There are a large number of companies that provide data masking technology. However, data masking is not a standalone function. Before you even begin to mask you will need to be able to discover where sensitive data resides within your environment and for this you will need data (profiling and) discovery capabilities. There are, of course, various independent tools that can do this and using these in conjunction with data masking will be a perfectly acceptable approach. However, the trend is likely to be towards vendors providing integrated capabilities that do both of these things.
It is also worth noting the synergies between data masking and test data management and, given that service virtualisation is also moving closer to test data management we can begin to see the emergence of suites of tools that have a data focus for application development and testing, to complement traditional tools that have a more application focus. In the case of test data management, if that product supports synthetic test data generation then you do not need data masking.
One significant growth area is in dynamic masking. Static data masking is used in test and development environments which we have largely been describing, while dynamic data masking is used in conjunction with operational data in real-time, although we are also aware of companies using it in development environments. As understood by most of the market this involves dynamically intercepting requests to the database (SQL in the case of relevant sources but whatever is relevant in the case of, say, Hadoop) and masking any sensitive data. This is complementary to, or a replacement of, the sort of role-based access controls that are in use in many environments to prevent, for example, HR employees seeing the salary levels of executives.
Data masking remains an emerging market. When Bloor Research conducted its most recent survey of the market for Data migration in 2011 it found that only a minority of projects that required data masking were actually using tools for this purpose. As the complexities of data masking become more familiar to both organisations and developers alike it is likely that this market will grow significantly.

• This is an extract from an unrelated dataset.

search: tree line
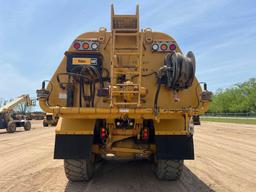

In the short term this will probably mean that more suppliers appear within the market but in the medium to long term we are likely to see consolidation. Currently, there are lots of products from lots of companies, many with only limited capability that purely address data masking or with products that are limited to only a relatively few sources (for example, being SQL Server specific). The more advanced products tend to come from companies that also offer test data management and these are the ones most likely to survive.
More specifically, dynamic data masking is gaining more interest, with Informatica joining IBM in making a major push into this area. Privacy Analytics, as its name implies, specialises in masking in such a way that you can still do statistical analyses on the data. We are aware that IBM is looking at this possibility. Also, there is a growth in support for synthetic test data generation with GenRocket, Informatica and Rever all joining Grid-Tools in this space. IBM is also interested in this approach.